PyPI - Version PyPI - Python Version PyPI - Downloads codecov

ttsforge

Convert EPUB files to audiobooks using Kokoro ONNX TTS.

ttsforge is a command-line tool that transforms EPUB ebooks into high-quality audiobooks with support for 54 neural voices across 9 languages.

Features

  • EPUB to Audiobook: Convert EPUB files to M4B, MP3, WAV, FLAC, or OPUS
  • 54 Neural Voices: High-quality TTS in 9 languages
  • SSMD Editing: Edit intermediate SSMD files to fine-tune pronunciation and pacing
  • Custom Phoneme Dictionary: Control pronunciation of names and technical terms
  • Auto Name Extraction: Automatically extract names from books for phoneme customization
  • Mixed-Language Support: Auto-detect and handle multiple languages in text
  • Resumable Conversions: Interrupt and resume long audiobook conversions
  • Phoneme Pre-tokenization: Pre-process text for faster batch conversions
  • Configurable Filenames: Template-based output naming with book metadata
  • Voice Blending: Mix multiple voices for custom narration
  • GPU Acceleration: Optional CUDA support for faster processing
  • Chapter Support: M4B files include chapter markers from EPUB
  • Streaming Read: Listen to EPUB/text directly with the read command

Installation

pip install ttsforge

Optional extras:

# Audio playback (required for --play and read)
pip install "ttsforge[audio]"

# Bundled ffmpeg (if you cannot install system ffmpeg)
pip install "ttsforge[static_ffmpeg]"

# GPU acceleration (CUDA)
pip install "ttsforge[gpu]"

Dependencies

  • ffmpeg: Required for MP3/FLAC/OPUS/M4B output and chapter merging
  • espeak-ng: Required for phonemization
  • sounddevice (optional): Required for audio playback (--play, read)

Ubuntu/Debian:

sudo apt-get install ffmpeg espeak-ng

macOS:

brew install ffmpeg espeak-ng

Quick Start

# Convert an EPUB to audiobook (M4B with chapters)
ttsforge convert book.epub

# Use a specific voice
ttsforge convert book.epub -v am_adam

# Convert specific chapters
ttsforge convert book.epub --chapters 1-5

# List available voices
ttsforge voices

# Generate a voice demo
ttsforge demo

# Read an EPUB aloud (streaming playback)
ttsforge read book.epub

Usage

Basic Conversion

ttsforge convert book.epub

Creates book.m4b with default settings (voice: af_heart, format: M4B).

Voice Selection

# List all voices
ttsforge voices

# List voices for a language
ttsforge voices -l b  # British English

# Convert with specific voice
ttsforge convert book.epub -v bf_emma

Output Formats

ttsforge convert book.epub -f mp3    # MP3
ttsforge convert book.epub -f wav    # WAV (uncompressed)
ttsforge convert book.epub -f flac   # FLAC (lossless)
ttsforge convert book.epub -f opus   # OPUS
ttsforge convert book.epub -f m4b    # M4B audiobook (default)

Chapter Selection

# Preview chapters
ttsforge list book.epub

# Convert range
ttsforge convert book.epub --chapters 1-5

# Convert specific chapters
ttsforge convert book.epub --chapters 1,3,5,7

# Mixed selection
ttsforge convert book.epub --chapters 1-3,5,10-15

Speed Control

ttsforge convert book.epub -s 1.2   # 20% faster
ttsforge convert book.epub -s 0.9   # 10% slower

Resumable Conversions

Conversions are resumable by default.

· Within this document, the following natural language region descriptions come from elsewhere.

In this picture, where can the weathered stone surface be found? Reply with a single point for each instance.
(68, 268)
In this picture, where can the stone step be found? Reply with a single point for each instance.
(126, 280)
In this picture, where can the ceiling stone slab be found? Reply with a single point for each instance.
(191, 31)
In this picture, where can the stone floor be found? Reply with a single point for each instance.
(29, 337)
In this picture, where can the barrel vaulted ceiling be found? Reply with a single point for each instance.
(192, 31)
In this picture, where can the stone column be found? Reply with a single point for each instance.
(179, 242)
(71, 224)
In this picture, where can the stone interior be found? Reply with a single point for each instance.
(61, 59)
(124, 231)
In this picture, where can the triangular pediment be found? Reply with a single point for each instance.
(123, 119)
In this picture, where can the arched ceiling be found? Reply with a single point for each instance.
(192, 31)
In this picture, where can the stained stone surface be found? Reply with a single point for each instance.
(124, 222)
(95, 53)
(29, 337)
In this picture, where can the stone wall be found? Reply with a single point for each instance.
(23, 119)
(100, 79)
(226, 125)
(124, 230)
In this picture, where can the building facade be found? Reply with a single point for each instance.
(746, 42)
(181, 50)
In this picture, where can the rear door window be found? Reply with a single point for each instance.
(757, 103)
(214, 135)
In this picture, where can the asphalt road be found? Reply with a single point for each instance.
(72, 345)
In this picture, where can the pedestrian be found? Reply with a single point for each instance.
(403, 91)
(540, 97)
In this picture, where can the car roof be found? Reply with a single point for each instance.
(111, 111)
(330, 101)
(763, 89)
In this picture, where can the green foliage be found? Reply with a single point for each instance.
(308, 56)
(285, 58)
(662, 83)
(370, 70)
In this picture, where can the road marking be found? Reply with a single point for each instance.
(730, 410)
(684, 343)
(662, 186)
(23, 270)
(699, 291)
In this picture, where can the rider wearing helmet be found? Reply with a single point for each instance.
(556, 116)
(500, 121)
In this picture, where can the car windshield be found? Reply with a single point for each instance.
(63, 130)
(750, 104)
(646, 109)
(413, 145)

If interrupted, re-run the same command:

ttsforge convert book.epub  # Resumes from last chapter
ttsforge convert book.epub --fresh  # Start over

Phoneme Workflow

For large books or batch processing, pre-tokenize to phonemes:

# Export to phonemes (fast, CPU-only)
ttsforge phonemes export book.epub

# Convert phonemes to audio (can run on different machine)
ttsforge phonemes convert book.phonemes.json -v am_adam

Configuration

# View settings
ttsforge config --show

# Set defaults
ttsforge config --set default_voice am_adam
ttsforge config --set default_format mp3
ttsforge config --set use_gpu true

# Reset to defaults
ttsforge config --reset

Filename Templates

Customize output filenames with metadata:

ttsforge config --set output_filename_template "{author} - {book_title}"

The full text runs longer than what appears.